Pieter Ockers (Adobe)
3:50pm–4:30pm Tuesday, October 31, 2017
Teachable moments
Location: Sutton South
Average rating: *****
(5.00, 1 rating)

Who is this presentation for?

  • Security architects and directors

What you'll learn

  • Learn how an internal bug bounty program can help you find security flaws in your applications while improving the security culture at your company


Far too often, testing software for security flaws falls into the “nice to have” category, taking a backseat to the demands of the marketplace and inflexible feature release schedules. In addition to the expense of hiring an outside security testing team, testing for and fixing obscure security bugs hinders an engineer’s ability to put new code in the hands of customers. Fortunately, there is a workaround to this dilemma that promotes application security awareness while helping to reduce security bugs in your applications.

Internal bug hunts, in which employees compete for prizes by finding and reporting security bugs, enable security teams to harness the creativity and problem-solving skills of the workforce while reducing security bugs in their applications. Pieter Ockers explains how bug hunts promote a culture of security awareness by involving participants outside of the security team in a fun and challenging activity.

An internal bug hunt contest can you help you:

  • Find and remediate vulnerabilities before external entities can exploit them;
  • Provide a safe platform for your application owners to test for security bugs;
  • Promote application security awareness;
  • Engage employees outside of the central security team who want to explore the security domain.

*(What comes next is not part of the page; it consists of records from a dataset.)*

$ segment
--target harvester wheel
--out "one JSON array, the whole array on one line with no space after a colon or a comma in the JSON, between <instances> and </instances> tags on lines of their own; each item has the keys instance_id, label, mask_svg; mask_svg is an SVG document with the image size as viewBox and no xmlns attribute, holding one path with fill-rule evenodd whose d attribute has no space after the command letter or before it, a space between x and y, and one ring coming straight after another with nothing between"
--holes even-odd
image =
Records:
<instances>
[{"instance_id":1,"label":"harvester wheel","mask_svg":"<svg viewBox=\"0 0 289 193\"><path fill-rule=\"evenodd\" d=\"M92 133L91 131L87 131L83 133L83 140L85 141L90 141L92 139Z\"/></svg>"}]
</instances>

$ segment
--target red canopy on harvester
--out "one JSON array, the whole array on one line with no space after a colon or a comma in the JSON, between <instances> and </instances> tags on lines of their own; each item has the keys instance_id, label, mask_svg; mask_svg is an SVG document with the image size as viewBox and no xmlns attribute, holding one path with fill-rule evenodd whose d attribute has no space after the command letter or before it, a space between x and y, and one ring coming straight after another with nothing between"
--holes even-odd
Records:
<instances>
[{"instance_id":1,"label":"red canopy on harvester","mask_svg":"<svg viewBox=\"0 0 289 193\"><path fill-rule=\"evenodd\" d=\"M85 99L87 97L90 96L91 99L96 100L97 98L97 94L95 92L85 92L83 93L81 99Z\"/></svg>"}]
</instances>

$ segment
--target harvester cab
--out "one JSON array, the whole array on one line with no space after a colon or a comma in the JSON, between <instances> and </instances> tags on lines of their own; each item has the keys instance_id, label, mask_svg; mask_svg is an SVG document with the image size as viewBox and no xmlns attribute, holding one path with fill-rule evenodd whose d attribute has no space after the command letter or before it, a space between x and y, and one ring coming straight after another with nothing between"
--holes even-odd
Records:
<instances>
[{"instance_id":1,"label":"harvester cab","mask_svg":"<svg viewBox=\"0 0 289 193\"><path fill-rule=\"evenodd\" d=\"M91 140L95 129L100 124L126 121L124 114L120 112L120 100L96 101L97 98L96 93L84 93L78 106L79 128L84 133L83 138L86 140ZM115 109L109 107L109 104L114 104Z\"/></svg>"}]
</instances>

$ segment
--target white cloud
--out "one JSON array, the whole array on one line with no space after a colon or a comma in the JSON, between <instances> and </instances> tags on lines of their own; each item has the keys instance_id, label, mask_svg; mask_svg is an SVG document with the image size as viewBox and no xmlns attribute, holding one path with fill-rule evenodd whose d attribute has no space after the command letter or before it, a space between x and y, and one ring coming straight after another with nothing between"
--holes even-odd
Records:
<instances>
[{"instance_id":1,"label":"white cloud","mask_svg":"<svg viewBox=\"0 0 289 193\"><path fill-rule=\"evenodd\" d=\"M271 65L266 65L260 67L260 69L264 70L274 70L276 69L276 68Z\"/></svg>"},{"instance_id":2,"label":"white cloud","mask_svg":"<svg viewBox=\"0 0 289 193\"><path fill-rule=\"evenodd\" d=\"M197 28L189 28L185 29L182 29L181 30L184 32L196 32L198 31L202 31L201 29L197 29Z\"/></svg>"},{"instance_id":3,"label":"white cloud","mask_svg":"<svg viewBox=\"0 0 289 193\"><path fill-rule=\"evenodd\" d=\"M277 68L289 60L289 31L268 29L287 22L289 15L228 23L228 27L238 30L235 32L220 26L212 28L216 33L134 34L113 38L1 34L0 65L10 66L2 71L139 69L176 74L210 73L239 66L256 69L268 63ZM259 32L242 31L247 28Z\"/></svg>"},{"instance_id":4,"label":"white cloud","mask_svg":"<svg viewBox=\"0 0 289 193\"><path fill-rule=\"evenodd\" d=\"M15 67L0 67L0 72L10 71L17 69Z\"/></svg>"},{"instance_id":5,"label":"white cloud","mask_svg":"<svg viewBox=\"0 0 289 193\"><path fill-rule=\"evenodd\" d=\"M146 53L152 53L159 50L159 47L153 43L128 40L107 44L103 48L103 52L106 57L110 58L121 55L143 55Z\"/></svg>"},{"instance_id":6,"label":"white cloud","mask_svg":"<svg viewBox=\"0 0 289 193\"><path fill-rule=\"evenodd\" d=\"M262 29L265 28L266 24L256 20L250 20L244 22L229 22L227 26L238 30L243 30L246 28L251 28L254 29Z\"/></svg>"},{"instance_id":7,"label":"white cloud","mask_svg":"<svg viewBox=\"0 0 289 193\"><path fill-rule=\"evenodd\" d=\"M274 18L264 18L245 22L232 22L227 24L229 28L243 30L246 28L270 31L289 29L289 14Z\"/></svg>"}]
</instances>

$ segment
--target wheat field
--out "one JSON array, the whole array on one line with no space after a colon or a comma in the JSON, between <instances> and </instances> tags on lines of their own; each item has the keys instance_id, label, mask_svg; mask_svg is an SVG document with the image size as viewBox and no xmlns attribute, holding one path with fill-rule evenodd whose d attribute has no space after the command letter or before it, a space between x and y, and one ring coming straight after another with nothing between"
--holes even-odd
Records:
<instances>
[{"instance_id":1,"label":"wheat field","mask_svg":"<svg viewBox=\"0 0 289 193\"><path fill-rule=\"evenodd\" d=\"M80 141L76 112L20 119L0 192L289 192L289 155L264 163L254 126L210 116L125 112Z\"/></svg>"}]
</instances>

Pieter details how to structure a bug hunt program, how to fund it, how to sell it to senior leadership and decision makers, and how to measure the impact.

Photo of Pieter Ockers

Pieter Ockers


Pieter Ockers is a senior security program manager and a member of Adobe’s product security incident response team (PSIRT). In an effort to bend the growth curve of application vulnerabilities reported to Adobe’s PSIRT by third-party security researchers, Pieter launched an internal bug hunt contest at Adobe as a cost-effective method to reduce security vulnerabilities while increasing security awareness and building a community of internal pen testers. Based in San Francisco, Pieter is passionate about engaging with the security research community to build a stronger, more secure and resilient ecosystem.